A small inconsistency in syntax?

Chris Liechti cliechti at gmx.net
Fri Oct 26 23:29:10 CEST 2001


wtanksle at dolphin.openprojects.net (William Tanksley) wrote in
news:slrn9tjkh7.kq0.wtanksle at dolphin.openprojects.net: 

> On 26 Oct 2001 23:05:23 +0200, Chris Liechti wrote:
>>this; [1,2][1]=23
>>should raise an "SyntaxError: can't assign to literal", but does not.
> 
> Why?  There are many types of literals; some of them are mutable and
> some are immutable.  You can't assign to an immutable literal (try your
> example with a tuple), but there's no reason to stop you from assigning
> to (or modifying) a mutable literal.
> 
> This statement, in this case, has the effect of converting the [1,2]
> list to [1,23], and then discarding it.
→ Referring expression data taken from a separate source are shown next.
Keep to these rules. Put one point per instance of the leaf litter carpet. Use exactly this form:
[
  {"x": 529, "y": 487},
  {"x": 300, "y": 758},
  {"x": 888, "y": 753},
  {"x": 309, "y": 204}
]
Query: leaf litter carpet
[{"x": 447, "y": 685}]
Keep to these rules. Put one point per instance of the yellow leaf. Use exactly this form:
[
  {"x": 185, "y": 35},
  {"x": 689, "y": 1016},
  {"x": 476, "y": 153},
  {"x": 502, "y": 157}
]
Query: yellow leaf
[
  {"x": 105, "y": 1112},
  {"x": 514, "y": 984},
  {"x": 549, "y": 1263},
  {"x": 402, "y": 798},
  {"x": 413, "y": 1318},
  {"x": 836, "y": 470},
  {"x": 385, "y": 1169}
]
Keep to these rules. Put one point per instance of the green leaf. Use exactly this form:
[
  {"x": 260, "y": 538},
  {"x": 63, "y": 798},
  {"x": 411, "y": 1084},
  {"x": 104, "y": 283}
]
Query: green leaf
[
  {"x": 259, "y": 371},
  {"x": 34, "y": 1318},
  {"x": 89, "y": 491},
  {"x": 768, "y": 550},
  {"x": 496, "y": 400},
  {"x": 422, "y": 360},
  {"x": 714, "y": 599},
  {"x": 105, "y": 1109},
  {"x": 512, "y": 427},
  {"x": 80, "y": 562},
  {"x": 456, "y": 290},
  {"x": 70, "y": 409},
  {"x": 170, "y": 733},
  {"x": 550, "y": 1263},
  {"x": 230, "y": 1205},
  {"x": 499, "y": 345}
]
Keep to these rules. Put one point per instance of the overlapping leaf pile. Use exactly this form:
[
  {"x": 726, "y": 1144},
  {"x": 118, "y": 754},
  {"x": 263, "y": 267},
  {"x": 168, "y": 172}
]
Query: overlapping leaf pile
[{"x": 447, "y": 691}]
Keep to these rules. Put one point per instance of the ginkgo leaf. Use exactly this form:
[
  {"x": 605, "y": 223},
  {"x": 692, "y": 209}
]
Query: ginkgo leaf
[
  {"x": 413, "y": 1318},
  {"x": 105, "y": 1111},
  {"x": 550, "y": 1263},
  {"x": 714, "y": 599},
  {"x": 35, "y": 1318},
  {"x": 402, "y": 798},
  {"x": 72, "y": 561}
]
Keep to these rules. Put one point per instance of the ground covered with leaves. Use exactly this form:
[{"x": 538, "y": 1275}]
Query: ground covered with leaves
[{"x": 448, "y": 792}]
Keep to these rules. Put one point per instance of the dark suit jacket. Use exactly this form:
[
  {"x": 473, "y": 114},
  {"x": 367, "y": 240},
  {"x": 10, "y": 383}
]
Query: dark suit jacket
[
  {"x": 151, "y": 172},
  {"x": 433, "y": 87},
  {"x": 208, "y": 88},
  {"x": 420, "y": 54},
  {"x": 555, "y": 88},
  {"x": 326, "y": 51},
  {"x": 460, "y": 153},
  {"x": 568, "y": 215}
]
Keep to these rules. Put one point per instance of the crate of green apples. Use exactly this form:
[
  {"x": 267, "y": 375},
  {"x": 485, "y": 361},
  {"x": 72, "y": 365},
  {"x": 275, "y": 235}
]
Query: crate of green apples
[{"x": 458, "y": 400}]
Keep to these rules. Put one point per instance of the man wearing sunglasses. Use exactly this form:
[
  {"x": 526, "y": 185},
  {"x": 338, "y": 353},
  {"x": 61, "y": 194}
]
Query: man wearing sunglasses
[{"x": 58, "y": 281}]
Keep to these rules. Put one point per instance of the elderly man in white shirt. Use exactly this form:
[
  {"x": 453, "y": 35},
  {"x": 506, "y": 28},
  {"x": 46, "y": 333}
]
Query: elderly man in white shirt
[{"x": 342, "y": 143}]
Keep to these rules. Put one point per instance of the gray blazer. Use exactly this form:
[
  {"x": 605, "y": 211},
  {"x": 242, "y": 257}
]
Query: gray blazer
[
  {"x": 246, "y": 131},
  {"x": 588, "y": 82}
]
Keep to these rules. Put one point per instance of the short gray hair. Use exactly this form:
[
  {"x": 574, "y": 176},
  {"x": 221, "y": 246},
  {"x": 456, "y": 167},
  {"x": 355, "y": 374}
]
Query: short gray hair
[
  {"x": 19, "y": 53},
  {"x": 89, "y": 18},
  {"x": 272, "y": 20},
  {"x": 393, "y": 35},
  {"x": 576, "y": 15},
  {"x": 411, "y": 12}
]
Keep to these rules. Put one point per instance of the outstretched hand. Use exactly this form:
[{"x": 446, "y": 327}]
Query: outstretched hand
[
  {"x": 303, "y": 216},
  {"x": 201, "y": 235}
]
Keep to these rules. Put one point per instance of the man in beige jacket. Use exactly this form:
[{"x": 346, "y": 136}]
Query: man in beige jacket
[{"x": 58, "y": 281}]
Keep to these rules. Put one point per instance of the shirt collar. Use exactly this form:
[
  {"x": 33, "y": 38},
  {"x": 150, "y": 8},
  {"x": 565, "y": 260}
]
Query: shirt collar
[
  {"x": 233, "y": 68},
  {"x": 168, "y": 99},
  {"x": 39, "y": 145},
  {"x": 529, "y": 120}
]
ok writing it explicit makes it logic...
>>> l=[3,2]
>>> l
[3, 2]
>>> l[1]=23
>>> l
[3, 23]

i thought that when you write [3,2][1] = 23 that the LHS is evaluated to 2 
and 2=23 does obviously raise an exception. when you look at the explicit 
example, i see how it works, but i would think that, when i look at the 
compact example, the complete left hand side would be evaluated before 
assignment (like it is on the right side).